I think one of the reasons why people seem to find it hard to think rationally about the RSPCA is the sheer scale of the numbers.

The National Control Centre takes over a million calls every year.

The national RSPCA's income is just over a hundred million pounds in the same period.

That means roughly £100 is available to deal with each incident. That's just enough to spay a large-ish bitch at a fairly inexpensive vet, to keep her in boarding kennels for 20 days, or to cover the consultation fee for out of hours treatment at an emergency vet. Usually when a dog needs help urgently all three of those will be necessary.

If each call represented a request to take in an unwanted animal there is no way that could be done.

Similarly with donations; which are probably the most likely to take a hit from the "I will never give another penny to the RSPCA and I'll tell all my friends" brigade. The National Society organises door-to-door collections asking donors to set up direct debits. Proceeds from this are split 50/50 between them and the individual branches, meaning each branch gets roughly £12,000 each year—usually representing around 10% of a branch's total income. 

The total amount raised by the collections is just over four million pounds—a very large amount; comparatively small once it's been spread across 174 branches, but a 10% decrease in funding would be a very big blow to a branch.

If the door-to-door fund-raising took a serious hit we'd have to make cutbacks—probably increasing the charges for treatment at our clinic and stopping help for owners who find even our subsidised rates very difficult to afford.

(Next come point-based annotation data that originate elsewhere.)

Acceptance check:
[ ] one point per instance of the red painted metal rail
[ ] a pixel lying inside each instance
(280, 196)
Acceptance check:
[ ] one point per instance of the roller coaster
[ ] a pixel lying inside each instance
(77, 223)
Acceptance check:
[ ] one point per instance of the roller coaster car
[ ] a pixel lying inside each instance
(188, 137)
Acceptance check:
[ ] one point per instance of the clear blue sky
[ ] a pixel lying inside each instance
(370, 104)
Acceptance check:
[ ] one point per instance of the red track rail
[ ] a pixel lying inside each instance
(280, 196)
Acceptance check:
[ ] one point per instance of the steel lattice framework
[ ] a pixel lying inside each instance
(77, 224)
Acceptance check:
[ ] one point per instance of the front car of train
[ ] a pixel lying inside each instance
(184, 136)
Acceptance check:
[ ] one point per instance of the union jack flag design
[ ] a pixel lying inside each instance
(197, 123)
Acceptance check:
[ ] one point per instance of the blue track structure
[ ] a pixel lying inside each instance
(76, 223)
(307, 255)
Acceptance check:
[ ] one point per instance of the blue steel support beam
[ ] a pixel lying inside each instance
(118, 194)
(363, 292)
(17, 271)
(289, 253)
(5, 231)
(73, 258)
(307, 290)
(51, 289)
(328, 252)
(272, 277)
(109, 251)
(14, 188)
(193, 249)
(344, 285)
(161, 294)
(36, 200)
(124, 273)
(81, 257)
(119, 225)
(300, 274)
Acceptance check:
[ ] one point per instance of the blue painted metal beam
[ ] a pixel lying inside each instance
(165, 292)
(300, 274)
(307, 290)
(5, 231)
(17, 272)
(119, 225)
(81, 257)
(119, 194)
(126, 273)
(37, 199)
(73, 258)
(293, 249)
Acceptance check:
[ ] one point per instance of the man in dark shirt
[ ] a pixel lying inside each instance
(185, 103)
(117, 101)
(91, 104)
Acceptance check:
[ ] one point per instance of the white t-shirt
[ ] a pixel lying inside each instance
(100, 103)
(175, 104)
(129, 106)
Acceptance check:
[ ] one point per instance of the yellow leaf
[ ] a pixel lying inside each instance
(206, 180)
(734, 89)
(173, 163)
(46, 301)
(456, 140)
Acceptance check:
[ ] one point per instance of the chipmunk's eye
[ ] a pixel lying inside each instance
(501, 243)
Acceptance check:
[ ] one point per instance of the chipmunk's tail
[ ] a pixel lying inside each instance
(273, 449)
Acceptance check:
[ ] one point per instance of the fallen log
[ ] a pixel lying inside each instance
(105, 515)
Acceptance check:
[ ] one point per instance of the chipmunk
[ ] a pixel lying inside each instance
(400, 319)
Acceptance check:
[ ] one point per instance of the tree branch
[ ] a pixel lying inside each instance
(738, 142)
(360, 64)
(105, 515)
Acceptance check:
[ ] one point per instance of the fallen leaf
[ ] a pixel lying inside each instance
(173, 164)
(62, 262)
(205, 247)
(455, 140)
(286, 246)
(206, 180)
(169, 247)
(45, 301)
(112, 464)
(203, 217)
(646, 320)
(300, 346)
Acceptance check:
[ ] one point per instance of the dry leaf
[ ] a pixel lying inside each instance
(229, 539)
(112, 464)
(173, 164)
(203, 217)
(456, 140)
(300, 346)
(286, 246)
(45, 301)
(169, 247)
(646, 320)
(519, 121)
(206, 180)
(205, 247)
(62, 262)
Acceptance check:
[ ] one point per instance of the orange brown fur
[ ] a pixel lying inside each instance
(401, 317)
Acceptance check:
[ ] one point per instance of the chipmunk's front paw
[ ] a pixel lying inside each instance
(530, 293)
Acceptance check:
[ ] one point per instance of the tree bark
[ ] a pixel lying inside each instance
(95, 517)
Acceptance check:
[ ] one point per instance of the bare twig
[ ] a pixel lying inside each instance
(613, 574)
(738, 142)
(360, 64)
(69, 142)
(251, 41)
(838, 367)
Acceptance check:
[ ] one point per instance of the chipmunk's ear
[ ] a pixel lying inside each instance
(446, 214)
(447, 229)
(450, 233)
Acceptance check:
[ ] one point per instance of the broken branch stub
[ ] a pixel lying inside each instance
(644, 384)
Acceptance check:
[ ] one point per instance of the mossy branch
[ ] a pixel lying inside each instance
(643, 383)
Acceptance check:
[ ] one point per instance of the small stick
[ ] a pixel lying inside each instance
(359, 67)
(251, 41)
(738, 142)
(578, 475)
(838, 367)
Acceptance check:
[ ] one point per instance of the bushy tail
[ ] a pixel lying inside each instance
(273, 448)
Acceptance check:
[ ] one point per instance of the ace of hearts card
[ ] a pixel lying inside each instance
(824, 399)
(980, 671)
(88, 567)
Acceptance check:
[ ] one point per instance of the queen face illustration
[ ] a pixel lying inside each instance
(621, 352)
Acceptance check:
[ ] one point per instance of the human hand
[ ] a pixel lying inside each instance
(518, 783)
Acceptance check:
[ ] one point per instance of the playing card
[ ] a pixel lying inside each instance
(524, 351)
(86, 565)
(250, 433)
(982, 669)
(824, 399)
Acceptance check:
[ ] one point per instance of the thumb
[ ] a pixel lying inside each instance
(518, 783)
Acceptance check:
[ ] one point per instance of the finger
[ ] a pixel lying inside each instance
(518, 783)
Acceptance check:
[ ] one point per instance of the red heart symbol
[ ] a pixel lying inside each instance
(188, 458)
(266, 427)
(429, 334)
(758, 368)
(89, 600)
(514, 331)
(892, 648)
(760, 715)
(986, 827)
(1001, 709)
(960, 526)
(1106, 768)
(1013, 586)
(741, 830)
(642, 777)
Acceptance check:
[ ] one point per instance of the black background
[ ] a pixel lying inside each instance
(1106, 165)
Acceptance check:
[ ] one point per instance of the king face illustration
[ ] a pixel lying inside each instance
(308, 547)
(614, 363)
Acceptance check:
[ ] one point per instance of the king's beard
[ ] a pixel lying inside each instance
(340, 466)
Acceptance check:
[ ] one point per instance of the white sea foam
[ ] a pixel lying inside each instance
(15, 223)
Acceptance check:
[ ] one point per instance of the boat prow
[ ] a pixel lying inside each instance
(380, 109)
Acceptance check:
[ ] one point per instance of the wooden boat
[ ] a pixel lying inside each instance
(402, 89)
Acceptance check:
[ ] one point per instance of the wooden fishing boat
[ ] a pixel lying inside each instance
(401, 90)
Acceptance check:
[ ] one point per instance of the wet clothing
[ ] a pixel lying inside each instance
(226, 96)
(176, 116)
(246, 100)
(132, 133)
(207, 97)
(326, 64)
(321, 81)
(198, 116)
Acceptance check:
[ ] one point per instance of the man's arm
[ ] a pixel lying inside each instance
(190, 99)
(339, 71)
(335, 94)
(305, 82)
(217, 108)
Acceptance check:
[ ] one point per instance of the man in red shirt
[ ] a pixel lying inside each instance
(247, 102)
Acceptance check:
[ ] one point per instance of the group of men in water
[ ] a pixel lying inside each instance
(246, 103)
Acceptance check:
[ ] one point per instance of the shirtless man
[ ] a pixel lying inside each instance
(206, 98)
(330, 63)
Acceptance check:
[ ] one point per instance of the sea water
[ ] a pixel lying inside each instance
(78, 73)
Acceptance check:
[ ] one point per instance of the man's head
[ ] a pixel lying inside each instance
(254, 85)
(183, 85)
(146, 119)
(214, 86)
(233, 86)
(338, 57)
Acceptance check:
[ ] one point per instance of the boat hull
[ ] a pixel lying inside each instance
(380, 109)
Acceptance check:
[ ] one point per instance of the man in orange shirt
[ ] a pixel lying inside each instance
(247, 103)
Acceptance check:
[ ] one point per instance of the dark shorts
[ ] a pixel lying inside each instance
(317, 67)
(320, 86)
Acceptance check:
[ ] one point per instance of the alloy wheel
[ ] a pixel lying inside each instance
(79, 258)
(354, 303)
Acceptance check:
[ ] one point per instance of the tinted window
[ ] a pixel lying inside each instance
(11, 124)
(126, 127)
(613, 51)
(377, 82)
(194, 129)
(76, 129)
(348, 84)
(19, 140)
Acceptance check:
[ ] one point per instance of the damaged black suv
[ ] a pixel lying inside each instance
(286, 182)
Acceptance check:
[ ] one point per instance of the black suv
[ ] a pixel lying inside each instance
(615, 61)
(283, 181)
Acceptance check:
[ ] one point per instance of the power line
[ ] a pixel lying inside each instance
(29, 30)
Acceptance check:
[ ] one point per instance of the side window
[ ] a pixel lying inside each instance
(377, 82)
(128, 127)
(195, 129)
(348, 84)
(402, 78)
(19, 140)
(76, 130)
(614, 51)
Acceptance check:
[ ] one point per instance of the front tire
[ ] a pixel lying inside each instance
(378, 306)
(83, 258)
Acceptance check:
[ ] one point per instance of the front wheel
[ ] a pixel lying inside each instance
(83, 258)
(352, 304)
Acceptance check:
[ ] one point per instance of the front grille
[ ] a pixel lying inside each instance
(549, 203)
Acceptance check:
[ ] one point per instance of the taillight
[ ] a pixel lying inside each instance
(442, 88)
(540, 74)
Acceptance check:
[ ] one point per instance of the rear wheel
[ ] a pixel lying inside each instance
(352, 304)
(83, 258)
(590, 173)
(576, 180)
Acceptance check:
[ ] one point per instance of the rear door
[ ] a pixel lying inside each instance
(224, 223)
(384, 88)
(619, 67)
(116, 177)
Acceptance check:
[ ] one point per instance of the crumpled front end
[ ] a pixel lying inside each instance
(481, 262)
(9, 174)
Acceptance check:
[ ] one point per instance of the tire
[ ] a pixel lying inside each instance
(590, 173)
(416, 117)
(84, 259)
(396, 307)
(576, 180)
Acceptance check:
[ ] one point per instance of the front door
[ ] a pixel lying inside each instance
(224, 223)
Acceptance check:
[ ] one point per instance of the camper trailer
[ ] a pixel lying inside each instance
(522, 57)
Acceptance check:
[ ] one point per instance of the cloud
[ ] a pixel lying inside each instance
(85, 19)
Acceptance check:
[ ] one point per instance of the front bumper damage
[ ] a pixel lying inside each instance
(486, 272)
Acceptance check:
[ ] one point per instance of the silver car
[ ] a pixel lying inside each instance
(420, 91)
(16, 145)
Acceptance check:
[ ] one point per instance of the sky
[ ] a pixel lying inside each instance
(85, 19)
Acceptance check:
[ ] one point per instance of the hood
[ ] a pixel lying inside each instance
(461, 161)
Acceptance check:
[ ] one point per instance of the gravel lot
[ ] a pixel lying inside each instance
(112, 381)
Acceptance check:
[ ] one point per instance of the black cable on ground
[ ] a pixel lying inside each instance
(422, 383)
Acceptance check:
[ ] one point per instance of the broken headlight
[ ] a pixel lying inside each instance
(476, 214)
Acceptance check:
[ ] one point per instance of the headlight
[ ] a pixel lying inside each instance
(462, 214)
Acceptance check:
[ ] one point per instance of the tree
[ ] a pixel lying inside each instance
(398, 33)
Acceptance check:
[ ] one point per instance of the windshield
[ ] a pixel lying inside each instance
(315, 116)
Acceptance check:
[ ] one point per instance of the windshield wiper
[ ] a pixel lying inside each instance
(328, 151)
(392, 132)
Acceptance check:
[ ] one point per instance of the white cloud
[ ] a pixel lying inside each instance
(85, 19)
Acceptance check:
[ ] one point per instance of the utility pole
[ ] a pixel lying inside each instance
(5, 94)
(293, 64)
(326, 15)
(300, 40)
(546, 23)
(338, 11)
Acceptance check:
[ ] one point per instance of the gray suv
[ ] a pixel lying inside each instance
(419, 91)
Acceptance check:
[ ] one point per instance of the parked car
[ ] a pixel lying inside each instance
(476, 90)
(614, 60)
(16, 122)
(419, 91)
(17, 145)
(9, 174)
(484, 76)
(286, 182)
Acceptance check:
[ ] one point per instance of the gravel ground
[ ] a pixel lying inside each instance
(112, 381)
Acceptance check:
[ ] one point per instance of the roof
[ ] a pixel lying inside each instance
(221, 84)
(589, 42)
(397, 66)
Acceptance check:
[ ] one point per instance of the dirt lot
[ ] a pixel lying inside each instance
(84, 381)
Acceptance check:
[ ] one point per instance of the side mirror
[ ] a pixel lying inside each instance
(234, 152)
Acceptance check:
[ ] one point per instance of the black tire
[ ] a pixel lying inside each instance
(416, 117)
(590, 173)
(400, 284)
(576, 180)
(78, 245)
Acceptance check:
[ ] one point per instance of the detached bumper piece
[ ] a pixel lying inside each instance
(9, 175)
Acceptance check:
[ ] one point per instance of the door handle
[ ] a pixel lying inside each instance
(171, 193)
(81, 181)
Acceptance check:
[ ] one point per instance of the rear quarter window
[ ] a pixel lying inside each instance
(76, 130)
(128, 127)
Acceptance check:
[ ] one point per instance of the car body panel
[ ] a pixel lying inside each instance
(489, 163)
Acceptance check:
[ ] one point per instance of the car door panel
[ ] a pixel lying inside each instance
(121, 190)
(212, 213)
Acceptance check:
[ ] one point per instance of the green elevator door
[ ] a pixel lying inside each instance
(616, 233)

Our clinic treats roughly 2,000 animals each year, which probably represents around 4,000 families in Cambridge and the surrounding area who have their pets registered with our clinic at any one time. That's something like 2% of the population, and losing the clinic would mean extra financial hardship for these local people. Many, possibly most, of them would stop getting routine preventive veterinary care for their pets and just hope for the best until something catastrophic happened.

To give some perspective on the amount of money available to run the RSPCA as a 24/7 service for all of England and Wales:

The proposed NHS efficiency savings in the forthcoming budget would run the whole of the RSPCA for ten thousand years (yes - that's the figure for the savings, not their actual budget).

The Cambridge University's income from former students' donations (relatively small change from their point of view) would run the RSPCA for five thousand years. It has six times as many staff as the RSPCA.

These figures are so big that at some point most people's eyes just glaze over, but without trying to grasp them there's no way to think sensibly about the big animal charities which are providing services to the animal population.

The RSPCA saves 95% of healthy or treatable cats taken in to its shelters. It would be a tragedy if that record was destroyed by people who aren't capable of running the proverbial whelk stall.